Russia, which has tried to showcase itself as a global sports power, has been embroiled in doping scandals since a 2015 report commissioned by the World Anti-Doping Agency (WADA) found evidence of mass doping in Russian athletics.
Its doping woes have grown since, with many of its athletes sidelined from the past two Olympics and the country stripped of its flag altogether at last year’s Pyeongchang Winter Games as punishment for state-sponsored doping cover-ups at the 2014 Sochi Games.
In focus this time are findings from WADA which concluded that Moscow had tampered with laboratory data by planting fake evidence and deleting files linked to positive doping tests that could have helped identify drug cheats.

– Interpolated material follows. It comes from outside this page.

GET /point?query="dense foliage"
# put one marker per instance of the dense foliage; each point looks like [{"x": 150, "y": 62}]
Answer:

Sports Minister Pavel Kolobkov last month attributed the discrepancies in the laboratory data to technical issues.
WADA’s executive committee will convene in Lausanne later on Monday to decide how to respond to the issue.
It will rule on whether to ban the country from hosting major sporting events for four years and whether to force its clean athletes to compete without their flag or anthem for the same period.
The recommendations for punishment it will examine do not include a blanket ban on Russian participation in international sport, however, and leave the door open for clean Russian athletes to compete at major international sporting events as neutrals, as was the case during the 2018 Pyeongchang Olympics.
RUSADA, Russia’s anti-doping agency RUSADA could be stripped of its accreditation for the second time in four years as part of the same doping sanctions.